All modern Western governments, regardless of brand, are the same. Whether Republican or Democrat, Social Democrat or Christian Democrat, Labour or Conservative, Liberal or Labour, National or Labour—all political parties who have any possibility of leading government in the West are fundamentally the same. They all believe it is the role and responsibility of government, by means of law, rules, regulations, stipulations, and provisions to remove threats and potential harm from the world. Note—the ideology has moved from the cure of actual harm to prevention. This is the key, watershed difference marking out the current age from the former, more Christian one.

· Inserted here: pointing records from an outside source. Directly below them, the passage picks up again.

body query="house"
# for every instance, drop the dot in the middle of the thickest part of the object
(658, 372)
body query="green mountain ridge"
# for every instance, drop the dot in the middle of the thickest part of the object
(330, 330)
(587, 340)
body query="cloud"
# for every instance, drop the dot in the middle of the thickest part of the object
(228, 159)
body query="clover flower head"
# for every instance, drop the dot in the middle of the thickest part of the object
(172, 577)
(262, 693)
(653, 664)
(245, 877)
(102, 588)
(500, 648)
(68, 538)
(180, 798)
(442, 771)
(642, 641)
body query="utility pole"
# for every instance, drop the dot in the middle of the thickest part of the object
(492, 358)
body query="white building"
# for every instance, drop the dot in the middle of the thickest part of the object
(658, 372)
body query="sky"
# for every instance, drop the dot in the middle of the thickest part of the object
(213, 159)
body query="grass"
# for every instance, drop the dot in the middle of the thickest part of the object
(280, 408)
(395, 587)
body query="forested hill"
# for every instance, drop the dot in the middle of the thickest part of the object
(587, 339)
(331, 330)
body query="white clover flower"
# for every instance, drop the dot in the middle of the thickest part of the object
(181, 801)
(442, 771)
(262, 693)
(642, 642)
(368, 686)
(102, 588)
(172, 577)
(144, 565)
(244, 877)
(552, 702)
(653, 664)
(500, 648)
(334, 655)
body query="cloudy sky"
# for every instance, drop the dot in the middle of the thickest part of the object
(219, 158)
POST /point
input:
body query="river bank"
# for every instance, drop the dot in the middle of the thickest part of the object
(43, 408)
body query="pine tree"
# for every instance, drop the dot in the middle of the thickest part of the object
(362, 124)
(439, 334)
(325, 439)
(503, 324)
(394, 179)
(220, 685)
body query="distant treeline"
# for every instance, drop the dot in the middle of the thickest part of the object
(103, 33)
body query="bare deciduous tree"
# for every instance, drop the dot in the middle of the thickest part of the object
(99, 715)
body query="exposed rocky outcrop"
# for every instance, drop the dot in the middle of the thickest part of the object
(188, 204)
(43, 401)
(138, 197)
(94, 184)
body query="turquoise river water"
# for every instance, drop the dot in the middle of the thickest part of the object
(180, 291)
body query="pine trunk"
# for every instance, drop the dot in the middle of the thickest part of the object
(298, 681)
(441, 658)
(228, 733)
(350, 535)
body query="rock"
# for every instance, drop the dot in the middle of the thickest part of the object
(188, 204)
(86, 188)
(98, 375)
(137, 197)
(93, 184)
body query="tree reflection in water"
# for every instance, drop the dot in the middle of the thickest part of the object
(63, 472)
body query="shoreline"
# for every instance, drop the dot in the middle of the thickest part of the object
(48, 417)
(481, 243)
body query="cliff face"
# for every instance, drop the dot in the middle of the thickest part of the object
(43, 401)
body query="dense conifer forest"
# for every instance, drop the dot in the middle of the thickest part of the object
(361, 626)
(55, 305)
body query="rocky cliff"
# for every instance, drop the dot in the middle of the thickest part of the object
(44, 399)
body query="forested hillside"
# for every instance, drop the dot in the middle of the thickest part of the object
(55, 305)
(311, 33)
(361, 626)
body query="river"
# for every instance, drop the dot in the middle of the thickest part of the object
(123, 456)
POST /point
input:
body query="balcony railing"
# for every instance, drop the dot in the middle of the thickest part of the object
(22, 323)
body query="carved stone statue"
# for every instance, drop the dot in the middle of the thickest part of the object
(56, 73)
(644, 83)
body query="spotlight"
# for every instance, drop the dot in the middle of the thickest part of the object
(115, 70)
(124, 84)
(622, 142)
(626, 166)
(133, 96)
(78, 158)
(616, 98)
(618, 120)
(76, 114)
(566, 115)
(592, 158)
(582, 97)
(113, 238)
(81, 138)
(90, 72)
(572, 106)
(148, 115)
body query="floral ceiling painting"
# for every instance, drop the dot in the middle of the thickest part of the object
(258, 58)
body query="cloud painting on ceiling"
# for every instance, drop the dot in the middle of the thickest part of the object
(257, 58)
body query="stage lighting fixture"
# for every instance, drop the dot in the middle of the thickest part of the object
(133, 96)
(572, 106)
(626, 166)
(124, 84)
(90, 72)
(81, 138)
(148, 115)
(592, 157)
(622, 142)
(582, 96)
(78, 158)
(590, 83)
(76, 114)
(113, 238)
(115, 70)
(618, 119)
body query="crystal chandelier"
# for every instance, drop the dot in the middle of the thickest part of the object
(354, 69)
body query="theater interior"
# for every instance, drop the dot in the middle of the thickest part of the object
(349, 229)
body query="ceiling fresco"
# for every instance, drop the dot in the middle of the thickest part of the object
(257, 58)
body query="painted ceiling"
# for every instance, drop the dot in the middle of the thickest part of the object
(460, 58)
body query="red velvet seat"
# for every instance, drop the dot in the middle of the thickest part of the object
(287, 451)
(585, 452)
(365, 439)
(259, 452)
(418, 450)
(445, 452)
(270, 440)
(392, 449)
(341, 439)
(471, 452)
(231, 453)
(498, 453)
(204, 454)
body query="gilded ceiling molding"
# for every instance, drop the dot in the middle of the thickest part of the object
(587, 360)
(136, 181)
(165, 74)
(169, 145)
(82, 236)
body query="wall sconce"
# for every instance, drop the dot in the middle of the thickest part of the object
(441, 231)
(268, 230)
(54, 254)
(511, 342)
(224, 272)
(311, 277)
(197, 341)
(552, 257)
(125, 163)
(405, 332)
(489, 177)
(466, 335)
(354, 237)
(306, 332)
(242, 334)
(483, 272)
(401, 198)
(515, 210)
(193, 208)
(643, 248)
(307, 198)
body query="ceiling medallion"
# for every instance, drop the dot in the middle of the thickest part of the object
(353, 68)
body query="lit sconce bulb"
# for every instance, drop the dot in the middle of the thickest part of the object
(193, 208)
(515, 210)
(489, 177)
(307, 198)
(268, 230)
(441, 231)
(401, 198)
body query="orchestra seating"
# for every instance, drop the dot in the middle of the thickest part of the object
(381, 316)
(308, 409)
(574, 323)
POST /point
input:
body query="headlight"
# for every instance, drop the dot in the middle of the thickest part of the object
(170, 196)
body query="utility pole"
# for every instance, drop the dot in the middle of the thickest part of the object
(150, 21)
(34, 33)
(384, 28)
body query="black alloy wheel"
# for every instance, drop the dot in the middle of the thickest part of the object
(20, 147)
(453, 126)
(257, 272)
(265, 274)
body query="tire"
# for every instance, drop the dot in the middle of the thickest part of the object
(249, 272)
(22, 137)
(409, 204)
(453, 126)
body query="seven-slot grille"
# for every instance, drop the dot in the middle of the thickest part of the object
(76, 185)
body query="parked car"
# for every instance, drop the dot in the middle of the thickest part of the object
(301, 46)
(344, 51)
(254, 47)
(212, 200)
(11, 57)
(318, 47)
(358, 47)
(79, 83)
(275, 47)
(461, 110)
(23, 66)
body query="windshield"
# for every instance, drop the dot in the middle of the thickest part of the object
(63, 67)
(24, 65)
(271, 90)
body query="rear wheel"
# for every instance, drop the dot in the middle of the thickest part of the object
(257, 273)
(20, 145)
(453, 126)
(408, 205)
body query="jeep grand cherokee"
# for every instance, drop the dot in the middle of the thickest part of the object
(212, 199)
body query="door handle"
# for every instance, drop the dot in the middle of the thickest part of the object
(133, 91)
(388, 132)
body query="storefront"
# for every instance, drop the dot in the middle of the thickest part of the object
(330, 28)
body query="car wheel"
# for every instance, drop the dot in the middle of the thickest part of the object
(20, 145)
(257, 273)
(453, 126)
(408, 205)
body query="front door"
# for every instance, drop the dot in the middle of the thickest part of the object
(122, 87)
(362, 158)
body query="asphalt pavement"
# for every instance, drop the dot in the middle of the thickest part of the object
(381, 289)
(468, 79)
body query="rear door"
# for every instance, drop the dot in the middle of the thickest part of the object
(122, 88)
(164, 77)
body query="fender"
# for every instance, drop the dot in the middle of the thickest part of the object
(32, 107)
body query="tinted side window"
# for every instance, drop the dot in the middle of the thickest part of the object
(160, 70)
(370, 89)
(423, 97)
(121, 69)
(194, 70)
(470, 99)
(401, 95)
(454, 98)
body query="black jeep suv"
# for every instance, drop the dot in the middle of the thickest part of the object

All western governments share a deep belief in the state as Messianic Redeemer. That is why in the United States the Republicans under Bush ran up huge deficits; only to be eclipsed in their turn by Democrat Obama. When the Republicans return, they will outspend Obama—mark our words. Prevention is endlessly expensive. In New Zealand, Labour's spending is being turbo-charged by National. Those who seek to excuse the present regime by pleading financial crises or unusual exigencies are self-deceived and the excuse risible. The entirety of National's approach can be summed up in this slogan: “we will take care of you”. It is the same slogan as Labour's—it is only the colour on the banner that differs. “Would you like your poison-pill in blue or red, madam?” Taking care of us requires law upon law, regulation upon regulation, and layer upon layer of bureaucratic interference in our lives. Prevention has become far, far worse than any cure.

This will not change until the vast majority of our people are genuinely Christian again. It will only get worse and worse. When a culture clothes itself in pretensions of deity, the increasing weight of garments required to be worn suffocate life. As each new regulation is promulgated, as each new garment put on, the life of human society ebbs away just that bit more. When it comes to the body politic, prevention is definitely much, much worse than the cure.

In Part II, we will solve this problem (which is easily solved) from the Scriptures. But while the solution is clear, the acceptance and adoption of it is not. It requires that men smash their idol-worship of Man, and humble themselves before the Living God and His Christ. Historically this has most often happened when the idols are visibly and publicly smashed by outside forces. Humility arises, unfortunately, most often from a deep valley of humiliation.